Full disclosure, I didn’t give myself that six day handicap after all. I’m a realist. I have three little kids at home so I’m not always going to get time to write on the weekends. So, my personal time frame officially began on Jan 7. And it runs through Feb 6.
Week one of my National Novel Writing Month or – MyNaNoWriMo – is going well. I felt clever writing that, but I’m sure I’m not the first person to use that abbreviation. Also, it’s kind of a pain typing so many alternating capital and lowercase letters. Anyway …
I’ve always like the festive camaraderie surrounding the event, but I think the thing I like most is the data graphs. I mean, I’m going to write anyway, but there’s just something so satisfying about watching that little bar move. Even more so, I love the constant tug of war with myself as I watch my target daily word count fluctuate. Am I going to make it in time? Who knows?! I’m on a wild ride only I care about. And by wild, I mean like put a quarter and ride a pony in the mall kind of wild.
I was prepared to go at it on my own and put all that info into an Excel spreadsheet. That was until I found WriteTrack. Its everything I wanted!
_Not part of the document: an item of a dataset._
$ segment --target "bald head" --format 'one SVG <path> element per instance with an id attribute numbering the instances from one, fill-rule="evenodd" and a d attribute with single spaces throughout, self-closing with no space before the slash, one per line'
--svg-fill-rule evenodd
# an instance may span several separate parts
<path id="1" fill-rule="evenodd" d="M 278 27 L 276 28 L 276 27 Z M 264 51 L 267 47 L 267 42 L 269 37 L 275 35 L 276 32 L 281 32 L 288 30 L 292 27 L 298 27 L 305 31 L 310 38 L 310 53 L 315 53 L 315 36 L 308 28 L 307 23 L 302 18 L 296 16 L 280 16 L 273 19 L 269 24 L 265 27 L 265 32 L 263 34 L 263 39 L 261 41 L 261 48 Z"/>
You create your personal goal and set the parameters. I chose fifty thousand words in thirty days, but you can do anything. People struggling in the beginning of the craft can put ten thousand in a month. Whatever. The neat part is not only does it calculate your daily word count so you hit that mark – and update it depending on your progress – but you can assign a weighted value to each day as well. The output looks like a calendar and if I know I need to hit, say, five thousand words today or whatever, I can change the typical value of 100 and crank that sucker up to 1000. It doesn’t actually do anything, but it reminds me to keep on trucking.
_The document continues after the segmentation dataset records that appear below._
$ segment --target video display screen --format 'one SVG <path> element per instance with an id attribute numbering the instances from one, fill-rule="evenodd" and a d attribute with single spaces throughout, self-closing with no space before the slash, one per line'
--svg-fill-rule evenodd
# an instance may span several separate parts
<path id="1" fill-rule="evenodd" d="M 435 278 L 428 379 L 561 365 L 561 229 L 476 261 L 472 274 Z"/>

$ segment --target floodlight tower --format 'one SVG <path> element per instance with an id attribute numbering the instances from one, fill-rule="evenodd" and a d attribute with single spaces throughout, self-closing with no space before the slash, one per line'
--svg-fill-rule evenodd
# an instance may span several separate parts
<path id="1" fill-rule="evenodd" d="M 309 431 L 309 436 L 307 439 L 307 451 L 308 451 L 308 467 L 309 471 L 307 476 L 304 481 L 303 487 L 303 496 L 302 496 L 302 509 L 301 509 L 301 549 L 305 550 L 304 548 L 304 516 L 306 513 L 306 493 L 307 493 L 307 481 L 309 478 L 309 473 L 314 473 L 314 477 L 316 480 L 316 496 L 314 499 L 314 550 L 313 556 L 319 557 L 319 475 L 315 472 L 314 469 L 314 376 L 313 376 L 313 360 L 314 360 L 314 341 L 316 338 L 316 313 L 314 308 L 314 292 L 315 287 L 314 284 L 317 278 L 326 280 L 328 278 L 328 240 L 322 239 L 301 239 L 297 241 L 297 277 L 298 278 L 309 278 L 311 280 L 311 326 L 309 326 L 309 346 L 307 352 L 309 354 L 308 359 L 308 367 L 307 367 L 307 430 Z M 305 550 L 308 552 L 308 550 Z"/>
In the time I’m not writing, I’m editing some of my other manuscripts. If I’m going to self-publish them after all, they need one final-FINAL read through. I’ve also been fiddling with Altered Egos some more which is still making the querying rounds. I thought it was tight as can be, clocking in at 102 thousand words, but I’ve been able to trim it down to 94K. It’s considerably increased pacing and I found a way to combine two very similar, and now I realize, redundant scenes, into one. I had to kill some darlings, but I’m pretty proud with the outcome so far.
Okay, enough of that, I need to get back to it. Today’s only weighted at 100, but I lost time over the weekend. Gotta get back to it!